Pourquoi dire « Bonjour » ou « Merci » à ChatGPT est une catastrophe pour la planète
énergie•Les bonnes manières numériques coûtent plusieurs millions de dollars à Open AI, concepteur de l’outil conversationnel ChatGPT, en termes d'électricité et d’eau20 Minutes avec agence
Chaque requête effectuée auprès de ChatGPT exige une puissance de calcul et le recours massif à des ressources énergétiques. Selon l’Agence internationale de l’énergie, une demande envoyée à l’outil d’intelligence artificielle mobiliserait ainsi dix fois plus d’électricité qu’une recherche sur Google, pointe Le Figaro. Les « bonjour », « au revoir », « merci », sont donc autant de requêtes qui ont un coût pour Open AI, l’entreprise qui a développé l’outil conversationnel. C’est ce qu’a confirmé son patron Sam Altman sur X.

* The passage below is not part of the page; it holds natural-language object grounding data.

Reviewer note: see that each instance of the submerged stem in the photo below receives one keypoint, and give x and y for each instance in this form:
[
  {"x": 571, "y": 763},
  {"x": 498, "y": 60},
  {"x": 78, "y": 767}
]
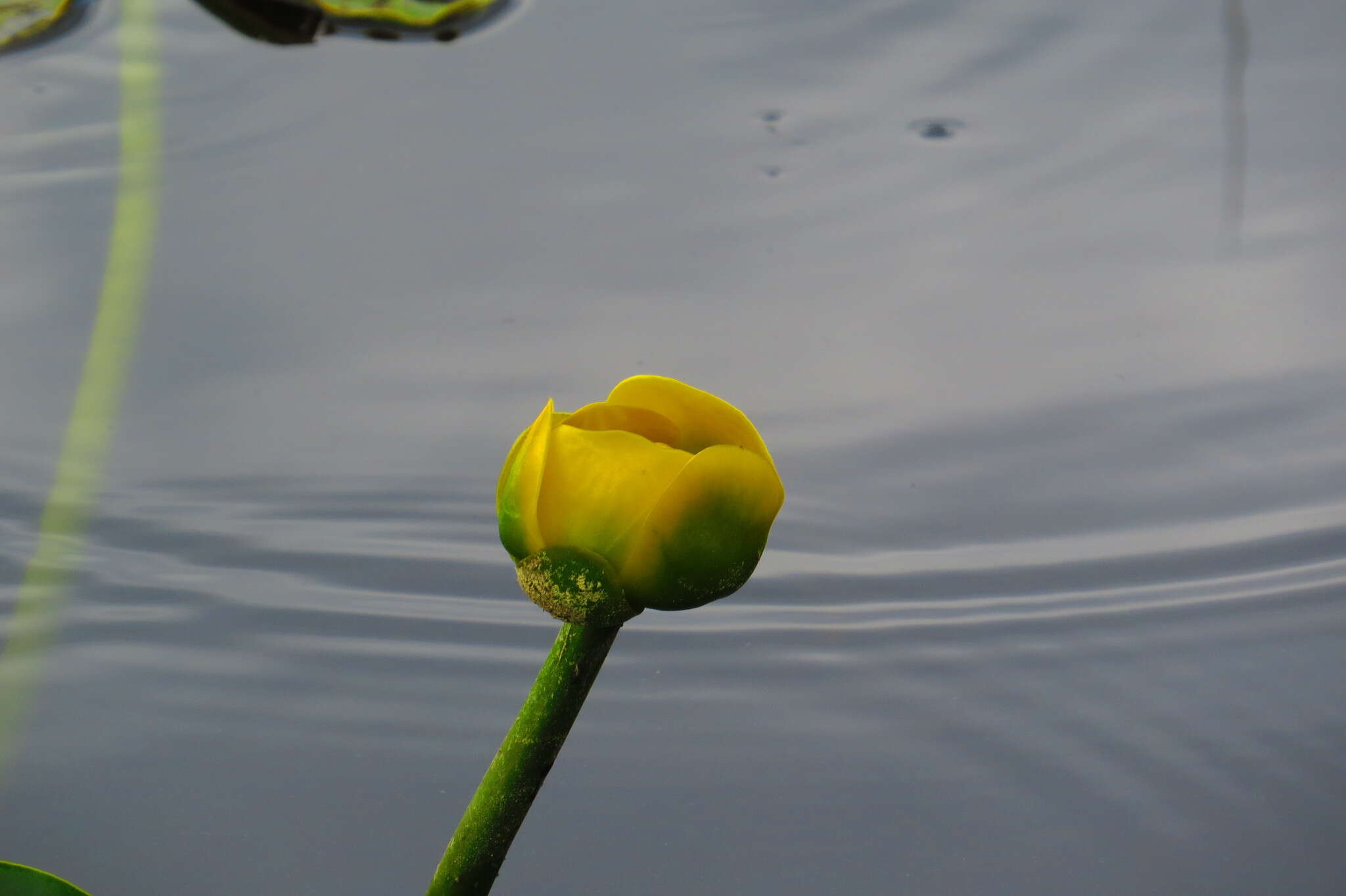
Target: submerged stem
[{"x": 502, "y": 799}]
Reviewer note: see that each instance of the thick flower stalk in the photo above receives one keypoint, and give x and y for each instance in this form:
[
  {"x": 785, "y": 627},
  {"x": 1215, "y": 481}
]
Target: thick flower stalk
[{"x": 662, "y": 498}]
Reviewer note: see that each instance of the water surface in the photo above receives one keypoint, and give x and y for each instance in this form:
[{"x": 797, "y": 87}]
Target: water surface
[{"x": 1056, "y": 602}]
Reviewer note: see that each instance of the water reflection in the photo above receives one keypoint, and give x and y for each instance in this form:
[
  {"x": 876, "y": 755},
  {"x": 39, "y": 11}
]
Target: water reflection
[{"x": 1236, "y": 120}]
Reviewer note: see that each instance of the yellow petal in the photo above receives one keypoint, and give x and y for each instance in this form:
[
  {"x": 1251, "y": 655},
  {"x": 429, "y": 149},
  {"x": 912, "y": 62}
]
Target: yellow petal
[
  {"x": 706, "y": 535},
  {"x": 703, "y": 418},
  {"x": 520, "y": 485},
  {"x": 642, "y": 422},
  {"x": 599, "y": 486}
]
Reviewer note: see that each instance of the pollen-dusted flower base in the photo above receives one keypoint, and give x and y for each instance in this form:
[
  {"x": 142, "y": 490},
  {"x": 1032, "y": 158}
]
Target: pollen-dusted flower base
[{"x": 575, "y": 585}]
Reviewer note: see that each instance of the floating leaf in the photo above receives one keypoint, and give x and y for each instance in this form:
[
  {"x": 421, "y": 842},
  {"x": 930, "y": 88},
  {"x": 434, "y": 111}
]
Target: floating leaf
[{"x": 20, "y": 880}]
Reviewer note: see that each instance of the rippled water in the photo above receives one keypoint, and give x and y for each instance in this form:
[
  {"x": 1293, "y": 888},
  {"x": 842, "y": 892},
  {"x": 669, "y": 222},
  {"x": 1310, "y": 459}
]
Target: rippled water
[{"x": 1056, "y": 603}]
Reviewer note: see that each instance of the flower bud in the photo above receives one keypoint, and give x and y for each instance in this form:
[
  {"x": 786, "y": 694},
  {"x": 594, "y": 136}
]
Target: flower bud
[{"x": 660, "y": 497}]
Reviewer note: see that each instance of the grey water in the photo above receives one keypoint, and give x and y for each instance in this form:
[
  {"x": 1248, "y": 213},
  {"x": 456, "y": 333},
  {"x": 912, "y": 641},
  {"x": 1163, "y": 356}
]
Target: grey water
[{"x": 1040, "y": 307}]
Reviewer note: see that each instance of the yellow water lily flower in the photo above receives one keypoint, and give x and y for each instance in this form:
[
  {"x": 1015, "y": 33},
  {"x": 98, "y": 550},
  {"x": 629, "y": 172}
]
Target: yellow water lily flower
[{"x": 660, "y": 497}]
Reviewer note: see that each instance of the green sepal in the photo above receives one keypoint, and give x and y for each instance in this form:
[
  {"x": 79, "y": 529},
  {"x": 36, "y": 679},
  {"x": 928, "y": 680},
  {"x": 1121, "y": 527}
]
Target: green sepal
[
  {"x": 575, "y": 585},
  {"x": 20, "y": 880}
]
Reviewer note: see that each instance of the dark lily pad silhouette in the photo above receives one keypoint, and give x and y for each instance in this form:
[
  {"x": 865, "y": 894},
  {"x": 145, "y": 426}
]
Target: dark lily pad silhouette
[
  {"x": 26, "y": 23},
  {"x": 290, "y": 22}
]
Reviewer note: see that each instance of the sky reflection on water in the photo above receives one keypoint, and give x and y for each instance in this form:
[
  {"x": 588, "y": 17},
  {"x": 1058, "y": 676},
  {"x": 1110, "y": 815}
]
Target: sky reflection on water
[{"x": 1054, "y": 603}]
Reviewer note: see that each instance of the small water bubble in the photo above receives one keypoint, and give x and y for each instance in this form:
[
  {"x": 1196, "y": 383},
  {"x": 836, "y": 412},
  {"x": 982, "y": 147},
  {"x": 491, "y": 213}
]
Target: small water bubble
[{"x": 937, "y": 128}]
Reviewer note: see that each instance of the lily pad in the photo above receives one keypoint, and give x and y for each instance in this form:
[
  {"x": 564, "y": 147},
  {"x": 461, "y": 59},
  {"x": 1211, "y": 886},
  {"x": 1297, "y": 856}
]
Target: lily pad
[{"x": 20, "y": 880}]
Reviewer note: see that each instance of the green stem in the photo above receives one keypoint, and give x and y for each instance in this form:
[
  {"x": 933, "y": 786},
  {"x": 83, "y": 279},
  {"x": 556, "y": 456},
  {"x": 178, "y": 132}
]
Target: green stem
[{"x": 502, "y": 799}]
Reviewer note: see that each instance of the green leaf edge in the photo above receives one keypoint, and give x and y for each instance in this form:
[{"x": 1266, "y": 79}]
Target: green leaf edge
[{"x": 23, "y": 880}]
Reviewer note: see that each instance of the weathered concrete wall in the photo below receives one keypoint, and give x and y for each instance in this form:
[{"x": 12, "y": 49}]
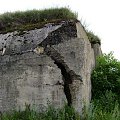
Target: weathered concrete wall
[{"x": 52, "y": 64}]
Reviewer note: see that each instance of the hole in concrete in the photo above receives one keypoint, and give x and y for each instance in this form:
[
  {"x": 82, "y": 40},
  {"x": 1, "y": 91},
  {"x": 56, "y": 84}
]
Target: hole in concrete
[{"x": 67, "y": 80}]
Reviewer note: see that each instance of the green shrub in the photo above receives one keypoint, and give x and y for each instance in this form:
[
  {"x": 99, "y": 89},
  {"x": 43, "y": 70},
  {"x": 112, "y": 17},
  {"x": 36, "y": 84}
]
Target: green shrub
[
  {"x": 93, "y": 38},
  {"x": 106, "y": 76},
  {"x": 13, "y": 21}
]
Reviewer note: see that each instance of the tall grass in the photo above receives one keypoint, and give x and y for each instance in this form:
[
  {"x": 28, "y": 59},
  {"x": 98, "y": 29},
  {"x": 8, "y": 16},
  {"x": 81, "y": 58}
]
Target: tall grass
[
  {"x": 95, "y": 111},
  {"x": 15, "y": 20}
]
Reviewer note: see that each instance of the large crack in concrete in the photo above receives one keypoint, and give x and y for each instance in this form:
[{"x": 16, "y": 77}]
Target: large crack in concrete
[{"x": 68, "y": 75}]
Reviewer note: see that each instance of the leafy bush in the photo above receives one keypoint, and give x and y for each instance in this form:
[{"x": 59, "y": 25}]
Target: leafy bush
[
  {"x": 106, "y": 76},
  {"x": 17, "y": 19},
  {"x": 93, "y": 38}
]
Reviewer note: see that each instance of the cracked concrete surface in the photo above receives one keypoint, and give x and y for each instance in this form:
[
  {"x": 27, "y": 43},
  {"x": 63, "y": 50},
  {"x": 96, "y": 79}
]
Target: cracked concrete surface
[{"x": 48, "y": 65}]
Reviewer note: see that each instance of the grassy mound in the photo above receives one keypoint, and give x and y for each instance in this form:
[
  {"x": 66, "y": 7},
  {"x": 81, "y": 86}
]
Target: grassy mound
[{"x": 33, "y": 18}]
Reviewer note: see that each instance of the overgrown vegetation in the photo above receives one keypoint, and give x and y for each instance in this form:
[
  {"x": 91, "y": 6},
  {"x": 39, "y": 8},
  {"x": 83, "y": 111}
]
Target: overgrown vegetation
[
  {"x": 105, "y": 104},
  {"x": 65, "y": 113},
  {"x": 91, "y": 35},
  {"x": 93, "y": 38},
  {"x": 33, "y": 18},
  {"x": 106, "y": 76}
]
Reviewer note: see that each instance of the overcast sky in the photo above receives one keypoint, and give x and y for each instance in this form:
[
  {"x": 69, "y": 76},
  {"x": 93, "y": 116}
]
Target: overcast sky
[{"x": 101, "y": 16}]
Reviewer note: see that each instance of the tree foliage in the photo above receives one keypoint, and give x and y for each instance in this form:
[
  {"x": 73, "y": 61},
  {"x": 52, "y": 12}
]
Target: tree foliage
[{"x": 106, "y": 76}]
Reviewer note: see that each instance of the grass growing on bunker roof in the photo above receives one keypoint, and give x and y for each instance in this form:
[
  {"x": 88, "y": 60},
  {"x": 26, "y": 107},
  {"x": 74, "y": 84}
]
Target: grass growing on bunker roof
[{"x": 33, "y": 18}]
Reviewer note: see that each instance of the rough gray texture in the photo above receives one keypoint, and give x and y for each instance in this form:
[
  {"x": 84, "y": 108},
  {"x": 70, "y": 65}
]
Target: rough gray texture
[{"x": 48, "y": 65}]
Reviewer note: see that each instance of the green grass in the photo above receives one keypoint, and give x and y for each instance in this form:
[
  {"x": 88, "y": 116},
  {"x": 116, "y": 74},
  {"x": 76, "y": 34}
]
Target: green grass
[
  {"x": 65, "y": 113},
  {"x": 33, "y": 18}
]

Le PDG de l’entreprise américaine a en effet été interrogé par une internaute sur la perte d’argent occasionnée par les gens qui se montrent trop polis envers ses modèles. Le responsable a livré une réponse chiffrée, non sans une pointe d’ironie : « Des dizaines de millions de dollars bien dépensés – on ne sait jamais ». Une manière pour Sam Altman de préciser qu’il vaut mieux apprendre à l’IA la politesse, au risque sinon de la pousser à se retourner contre les humains.
Un impact comparable à celui de milliers de foyers
Le coût énergétique de ChatGPT est conséquent, tant en matière d'eau que d’électricité. « On estime que le nombre de requêtes quotidiennes formulées sur cette plateforme correspond à la consommation électrique journalière de 33.000 foyers américains », expliquait le professeur Dejan Glavas dans Le Figaro en mars 2024. L’enseignant indiquait alors : « On émet soixante fois plus de carbone en opérant une requête sur ChatGPT que sur Google ». Or, la tendance penche plutôt pour des recherches via des chatbots, les internautes jugeant leurs réponses plus rapides et plus précises.
Selon une étude du groupe de médias britannique Future relayée par Phonandroid, 70 % des internautes préfèrent être polis quand ils interagissent avec une IA. 12 % de ces utilisateurs le sont car ils craignent que, dans le cas contraire, ils puissent conditionner l’IA à se soulever. Une crainte qui rappelle le trait d’humour de Sam Altman sur X.